頓挫した交流拠点づくりから何を学ぶか2023年02月08日

 1月末に交流拠点づくりの地区代表者会議が開催され、最終的に市の補助金申請を前提とした拠点づくりの断念と、地区代表者会議と検討委員会の解散が承認された。
 丸3年間をかけた取組みの中心的な役割を担ってきた身には何とも切なくて悔いの残る結末だった。とはいえ悔いてばかりもいられない。拠点づくりを通して得られた貴重な教訓は、新たな地域福祉活動の方向性を示唆している。ぜひともこれを地区社協活動に活かしていきたい。”ピンチをチャンスに”である。

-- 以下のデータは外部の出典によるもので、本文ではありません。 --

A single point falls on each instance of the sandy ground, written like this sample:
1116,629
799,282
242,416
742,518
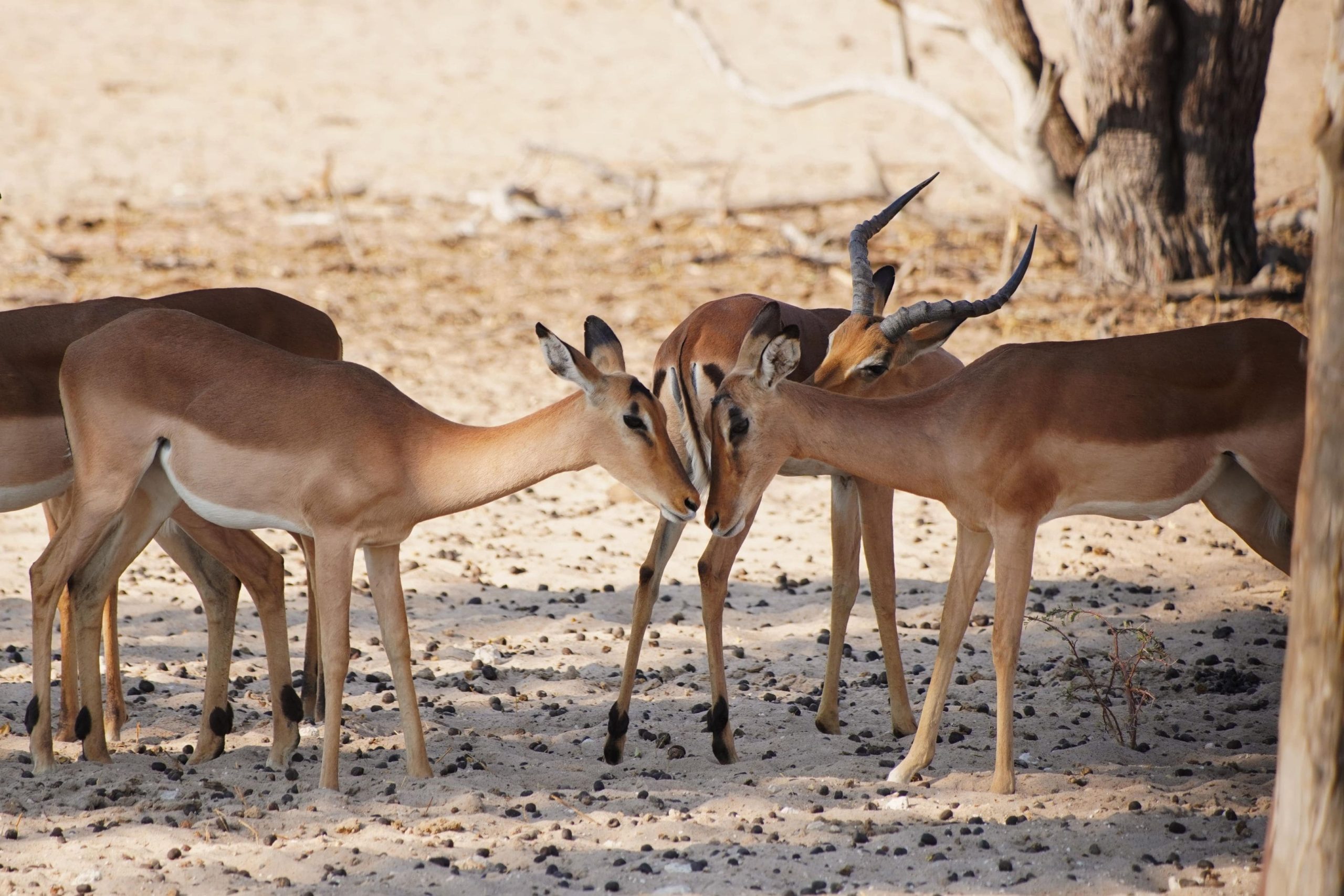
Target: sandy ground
450,321
148,150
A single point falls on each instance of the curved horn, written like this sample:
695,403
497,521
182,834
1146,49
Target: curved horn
859,268
906,319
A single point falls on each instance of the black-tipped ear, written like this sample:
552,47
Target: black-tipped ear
764,328
565,362
884,281
603,347
780,356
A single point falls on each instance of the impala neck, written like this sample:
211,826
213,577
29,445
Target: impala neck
897,442
467,467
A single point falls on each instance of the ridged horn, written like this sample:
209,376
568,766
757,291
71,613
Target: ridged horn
906,319
859,268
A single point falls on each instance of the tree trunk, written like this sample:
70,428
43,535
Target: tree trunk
1175,90
1306,849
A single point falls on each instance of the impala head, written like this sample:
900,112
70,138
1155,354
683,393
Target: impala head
866,345
627,426
749,426
748,438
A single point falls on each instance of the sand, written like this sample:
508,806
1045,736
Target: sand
147,152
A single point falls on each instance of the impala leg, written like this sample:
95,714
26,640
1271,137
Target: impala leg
56,512
968,571
116,698
334,573
1012,578
1247,508
142,516
219,598
312,644
646,594
229,556
69,671
385,581
47,578
844,589
875,513
714,567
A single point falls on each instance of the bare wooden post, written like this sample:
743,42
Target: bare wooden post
1306,851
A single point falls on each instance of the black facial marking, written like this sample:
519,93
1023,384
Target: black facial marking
639,388
738,424
291,704
717,722
617,723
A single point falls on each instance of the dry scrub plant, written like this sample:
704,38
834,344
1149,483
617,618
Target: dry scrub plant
1117,678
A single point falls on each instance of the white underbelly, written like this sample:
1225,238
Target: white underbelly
17,498
1151,510
793,467
221,513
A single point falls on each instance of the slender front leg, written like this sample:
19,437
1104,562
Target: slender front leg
1012,578
312,648
218,590
385,581
56,511
334,571
875,512
646,594
844,587
714,567
968,571
140,518
88,602
244,558
116,699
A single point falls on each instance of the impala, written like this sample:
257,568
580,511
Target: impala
690,364
35,469
1129,428
249,436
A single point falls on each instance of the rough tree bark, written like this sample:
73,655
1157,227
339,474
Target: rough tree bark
1175,90
1306,849
1164,190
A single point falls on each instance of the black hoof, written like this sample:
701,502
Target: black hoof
617,723
291,704
717,722
221,723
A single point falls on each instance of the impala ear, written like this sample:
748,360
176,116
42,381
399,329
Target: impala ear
603,347
764,328
922,339
566,362
780,358
884,280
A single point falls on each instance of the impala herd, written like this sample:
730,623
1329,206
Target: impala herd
198,417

 交流拠点という公的補助金申請を前提とした新たな事業を立ち上げる上で「地域の合意形成」が欠かせない。そのため対象地区の二つの自治会を始め青愛協、SC21、老人会等の地域組織(地縁組織)や、つどい場、障害者家族会等の自主活動グループ(志縁組織)による協議決定の枠組みでスタートした。最終的にこの枠組みでの「地域合意」が得られなかった。関係者間の補助金の大きさがもたらす主導権争いや思惑が影を落としたようにも思えた。
 反面で、取組みの過程で様々な地域の状況が把握できた。地域組織の多くが会員の減少や役員の欠員という事態に直面している。他方で多様な自主活動グループが地域で活発な活動を展開している。「地縁組織から志縁組織へ」という地域活動のトレンドである。
 このトレンドを折り込んだ地区社協の新たな脱皮が求められている。対象地区の住民の共感を呼ぶ活動や事業の一層の取り組みが必要だ。地区社協の各事業部の自主的な新たな活動を促したい。その集大成として年一回、事業部合同の活動紹介イベントを開催し、地域住民の皆さんに地区社協活動の全体像をお伝えしたい。また新たな地域活動を志す個人やグループに対して「会場」「広報」「費用」等を支援する事業も着手したい。地域の新たな活動と人材の発掘であり、地区社協とのつながりづくりとなる。
 こうした取組みは地縁組織である地区社協の新たな性格や機能を追加する。地縁組織から志縁組織に向かう過渡期の性格を帯びてくる。地区社協が地域の様々な自主活動の土台となるいわば「プラットホーム」の機能への脱皮を意味している。
 自治会等の典型的な地縁組織との過度な期待や連携はいたずらに摩擦や混乱を招きかねないことを学んだ。補助金申請等の事業への参入も主導権争いや地域に対立と分断を招きかねない。要は地区社協として共感される理念を掲げて裾野を広く足場を固めて自立することこそが課題である。そのためのコンセプトがプラットホームと言える。